La rue Rastoul est une petite rue au cœur du village médiéval. Ibrahim gara la voiture en périphérie et les policiers partirent à pied.
— Si tu as peur de t’ennuyer, tu peux aller parler aux voisins, dit Sam au chauffeur.
— Tu ne crains pas qu’ils appellent les keufs ?
— Tu leur montreras ton flingue !
— T’es ouf, ils vont me lâcher les chiens !
Lorsque Sam et Claude arrivèrent devant le 3, ils entendirent la télévision par la fenêtre grande ouverte sur la rue.
— Au moins, on sait qu’il est là, remarqua le lieutenant.
Mario da Costa vint leur ouvrir tout de suite et les fit entrer sans qu’ils aient besoin de le suggérer. La maison était petite, mais bien tenue, pas vraiment l’image qu’on se fait de l’habitation d’un célibataire endurci.
— Monsieur da Costa, savez-vous pourquoi nous venons vous rendre visite ce soir ? demanda Samira.
— Non, pas du tout, j’ai fait quelque chose de mal ?
— Non, nous ne pensons pas, rassurez-vous. Nous aimerions vous poser quelques questions sur un événement qui s’est produit à la fin de la semaine dernière.
— Ah, bon, je vous écoute.
— Vous travaillez bien comme jardinier au couvent de Dourgne ?
— Oui, c’est ça.
— Depuis longtemps ?
— Je ne sais plus, vingt ans au moins.
— Le travail vous plait ?
— Oui, jardinier, c’est mon métier. Je fais des fleurs, des légumes, les arbres, tout ça.
— À plein temps ?
— Je fais aussi d’autres jardins, ici et là, pour des gens âgés.
— Lorsque vous êtes au couvent, vous voyez les sœurs ?
— Pas beaucoup, non, moi je suis dans le potager, elles à l’église. De temps en temps il y en a une qui vient voir, ou chercher des légumes pour le repas.
— Sœur Marie des Anges, elle vient souvent au jardin ?
— De temps en temps oui, mais on ne parle pas ensemble, elle vient juste s’asseoir.
— La semaine dernière, vous lui avez donné une lettre ?
— Oui, c’est vrai.
— C’était la première fois ?
— Non, de temps en temps, je recevais des lettres, chez moi. À l’intérieur il y avait une autre enveloppe, pour la sœur.
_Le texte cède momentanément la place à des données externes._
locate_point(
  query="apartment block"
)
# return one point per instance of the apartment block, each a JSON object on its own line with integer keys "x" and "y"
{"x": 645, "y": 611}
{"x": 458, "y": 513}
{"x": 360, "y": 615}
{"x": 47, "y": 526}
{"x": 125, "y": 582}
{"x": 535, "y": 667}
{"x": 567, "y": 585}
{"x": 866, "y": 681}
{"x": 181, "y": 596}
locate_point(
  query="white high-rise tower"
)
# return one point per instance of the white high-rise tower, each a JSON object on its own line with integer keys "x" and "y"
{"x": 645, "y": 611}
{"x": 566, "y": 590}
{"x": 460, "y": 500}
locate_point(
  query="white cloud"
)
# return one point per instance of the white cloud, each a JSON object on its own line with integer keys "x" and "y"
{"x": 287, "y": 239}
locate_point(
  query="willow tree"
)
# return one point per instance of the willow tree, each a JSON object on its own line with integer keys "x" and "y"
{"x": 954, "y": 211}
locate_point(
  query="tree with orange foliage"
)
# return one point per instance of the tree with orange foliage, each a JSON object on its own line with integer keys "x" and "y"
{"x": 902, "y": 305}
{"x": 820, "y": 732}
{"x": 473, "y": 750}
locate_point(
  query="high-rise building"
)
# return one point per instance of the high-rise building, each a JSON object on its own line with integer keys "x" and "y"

— Et la semaine dernière, vous avez reçu une lettre chez vous ?
— Non, c’était différent.
— Qu’est-ce qui était différent ?
— Une femme me l’a donnée. Elle m’a dit de la remettre à Sœur Marie des Anges et de laisser la porte du potager ouverte. Elle m’a donné cinquante euros.
— Et ça ne vous a pas paru bizarre ?
— Je ne voyais pas de mal à ça, et puis elle a ajouté que la Mère Supérieure n’aimerait pas savoir certaines choses.
— Quel genre de choses ?
— Je suis un homme célibataire, je n’ai jamais été marié. Alors il y a des moments où on a besoin de… vous comprenez ?
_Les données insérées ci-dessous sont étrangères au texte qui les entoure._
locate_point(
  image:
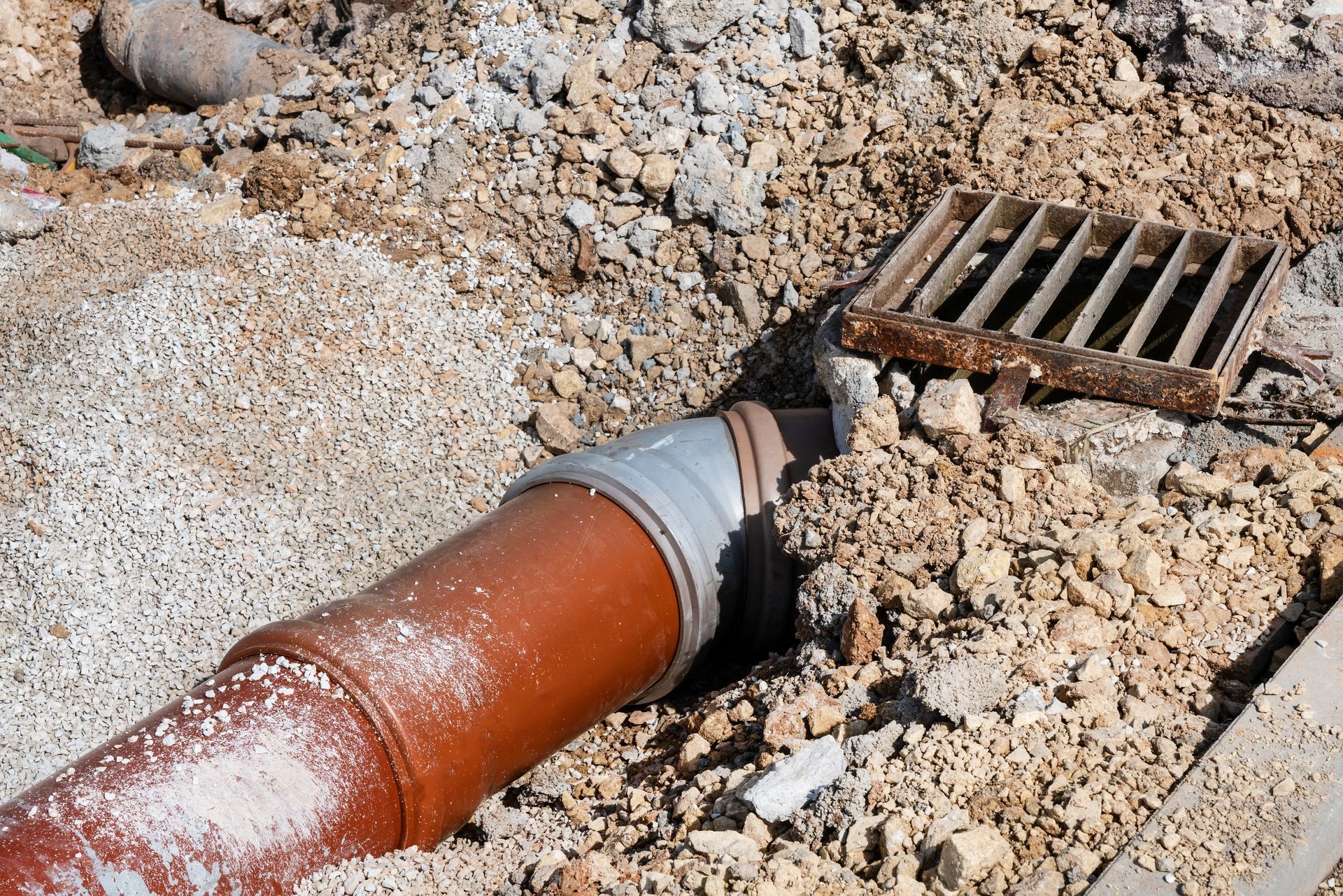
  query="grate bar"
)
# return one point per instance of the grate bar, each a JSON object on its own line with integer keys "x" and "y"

— Où on a besoin d’une femme ? C’est ça ?
— Oui, c’est ça, mais je vous assure je n’ai rien fait de mal. Je vais à Toulouse, près de la gare et puis je reviens tout de suite.
— Vous pensez que la femme vous aurait dénoncé auprès de la Supérieure parce que vous allez voir des prostituées ?
— Les Sœurs, elles ne peuvent pas comprendre ça.
— Elle est venue ici, cette femme ?
— Non, j’ai un jardin à la sortie du village, je fais pousser des légumes que je vends au marché de Revel, le samedi. C’est là qu’elle est venue.
— Elle ressemblait à quoi cette femme ?
— Une femme de la ville, c’est sûr, bien habillée, des chaussures à talons, même qu’elle avait du mal à marcher dans le chemin.
— Grande, petite, jeune ou vieille, les cheveux ? Blonds, bruns ?
— Pas très grande, plus petite que vous, plus jeune aussi. Les cheveux bruns. Plutôt jolie. Elle m'a rappelé une actrice, Amélie Poulain.
— Elle a dit comment elle s’appelait ?
— Non.
— Elle a dit qui l’envoyait ?
— Non plus.
— Elle est arrivée comment ?
— En voiture, un gros 4x4 Mercedes, noir. Il y avait un homme qui conduisait, mais il n’est pas descendu. Vous allez en parler à la Mère Supérieure ?
— Non, vous n’avez pas à vous inquiéter, mais si jamais vous êtes contacté à nouveau, prévenez-nous tout de suite. Voici mon numéro.
— Il est arrivé quelque chose à Sœur Marie des Anges ?
— Désolé, nous ne pouvons rien dire de plus. Merci de votre collaboration et bonne soirée.
Sam et Claude retrouvèrent Ibrahim devant la voiture.
— Tu as quelque chose de ton côté ?
— Non, rien. Tout le monde connait Mario comme un homme serviable, qui rend des petits services à droite, à gauche, sans histoire.
— Bon, ça suffit pour ce soir, on rentre à la maison.